South Wales Police took a very proactive approach to communications in its pilot. In addition to the more formal press briefing notices, it used social media in the form of YouTube and Facebook to explain the technology to the public and publicise its deployment—and, most importantly, it published the results. In its publicity, South Wales Police has been very aware of concerns about privacy and has stressed that it has built checks and balances into its methodology to make sure that the approach is justified and balanced. It consulted the Biometrics Commissioner, the Information Commissioner and the Surveillance Camera Commissioner, all of whom are represented on the South Wales Police automatic facial recognition strategic partnership board, and gave them the opportunity to comment on the privacy impact assessment that was carried out in relation to the pilot. This resulted in a very positive press response to the pilot. The force also published a public round-up of six months of the pilot on its Facebook page.

I will go on now to the PIA, which links to that point. The noble Lord, Lord Scriven, asked about the Government doing a privacy impact assessment. I can confirm that the Home Office biometrics programme carried out privacy impact assessments on all of its strategic projects to ensure that they maximised the benefits to the public while protecting the privacy of individuals and also addressed any potential impact of data aggregation.

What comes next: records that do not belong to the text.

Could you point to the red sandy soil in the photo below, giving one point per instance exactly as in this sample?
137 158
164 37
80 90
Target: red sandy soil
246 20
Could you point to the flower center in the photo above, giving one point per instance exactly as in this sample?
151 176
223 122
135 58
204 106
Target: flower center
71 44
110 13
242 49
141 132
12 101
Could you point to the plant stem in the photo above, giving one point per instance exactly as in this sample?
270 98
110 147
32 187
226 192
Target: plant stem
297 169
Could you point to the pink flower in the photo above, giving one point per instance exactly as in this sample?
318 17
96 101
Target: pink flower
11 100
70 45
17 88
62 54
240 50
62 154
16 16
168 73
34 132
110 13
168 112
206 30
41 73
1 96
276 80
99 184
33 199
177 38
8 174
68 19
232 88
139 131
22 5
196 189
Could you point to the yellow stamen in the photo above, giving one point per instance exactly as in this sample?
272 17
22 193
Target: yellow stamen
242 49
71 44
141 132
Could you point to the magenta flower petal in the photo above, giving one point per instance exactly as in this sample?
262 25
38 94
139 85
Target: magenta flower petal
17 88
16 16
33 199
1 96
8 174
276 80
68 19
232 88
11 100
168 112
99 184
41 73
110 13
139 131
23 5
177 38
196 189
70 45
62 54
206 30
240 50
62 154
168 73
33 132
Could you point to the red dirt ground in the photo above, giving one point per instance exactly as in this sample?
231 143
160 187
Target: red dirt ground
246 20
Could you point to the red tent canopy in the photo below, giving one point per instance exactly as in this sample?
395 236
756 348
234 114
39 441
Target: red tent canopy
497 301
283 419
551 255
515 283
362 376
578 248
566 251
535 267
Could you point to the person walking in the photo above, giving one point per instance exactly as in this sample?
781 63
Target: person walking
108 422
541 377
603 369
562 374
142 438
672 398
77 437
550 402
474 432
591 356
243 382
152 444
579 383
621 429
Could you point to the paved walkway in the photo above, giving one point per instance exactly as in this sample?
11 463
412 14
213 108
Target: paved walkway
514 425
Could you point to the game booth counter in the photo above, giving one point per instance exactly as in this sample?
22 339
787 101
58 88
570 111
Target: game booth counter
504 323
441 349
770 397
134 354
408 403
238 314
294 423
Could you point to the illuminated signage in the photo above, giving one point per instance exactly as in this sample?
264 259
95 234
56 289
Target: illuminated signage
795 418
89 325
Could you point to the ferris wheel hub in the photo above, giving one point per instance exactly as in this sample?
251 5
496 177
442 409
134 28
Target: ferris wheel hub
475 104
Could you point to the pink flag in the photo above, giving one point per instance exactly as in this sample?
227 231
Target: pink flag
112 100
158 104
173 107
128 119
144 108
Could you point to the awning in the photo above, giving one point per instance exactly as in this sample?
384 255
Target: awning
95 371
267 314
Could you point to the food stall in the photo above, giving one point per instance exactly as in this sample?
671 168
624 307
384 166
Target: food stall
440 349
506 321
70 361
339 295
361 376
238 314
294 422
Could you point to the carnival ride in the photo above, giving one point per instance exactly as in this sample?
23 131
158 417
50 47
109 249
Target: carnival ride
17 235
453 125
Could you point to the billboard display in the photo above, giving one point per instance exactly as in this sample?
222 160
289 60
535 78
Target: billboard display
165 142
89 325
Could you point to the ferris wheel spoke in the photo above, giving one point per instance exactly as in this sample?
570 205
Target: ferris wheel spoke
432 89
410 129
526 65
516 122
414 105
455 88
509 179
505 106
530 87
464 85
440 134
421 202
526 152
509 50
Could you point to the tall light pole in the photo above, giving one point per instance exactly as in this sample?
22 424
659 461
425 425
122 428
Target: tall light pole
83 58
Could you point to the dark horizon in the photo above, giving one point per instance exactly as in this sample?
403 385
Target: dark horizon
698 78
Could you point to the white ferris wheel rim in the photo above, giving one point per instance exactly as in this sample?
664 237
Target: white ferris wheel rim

The noble Lords, Lord Harris and Lord Kennedy, asked about arrangements for the storage of images. The Police National Database is based in the UK. Images are taken from custody systems run by each police force and then loaded on to the PND.

The noble Baroness, Lady Jones, asked whether passport and driving licence photos were available to police. They are not used by the police when deploying facial recognition technology. They may be used under specific conditions for other policing purposes.

I thank noble Lords once again for their participation in this debate and thank the noble Baroness, Lady Jones.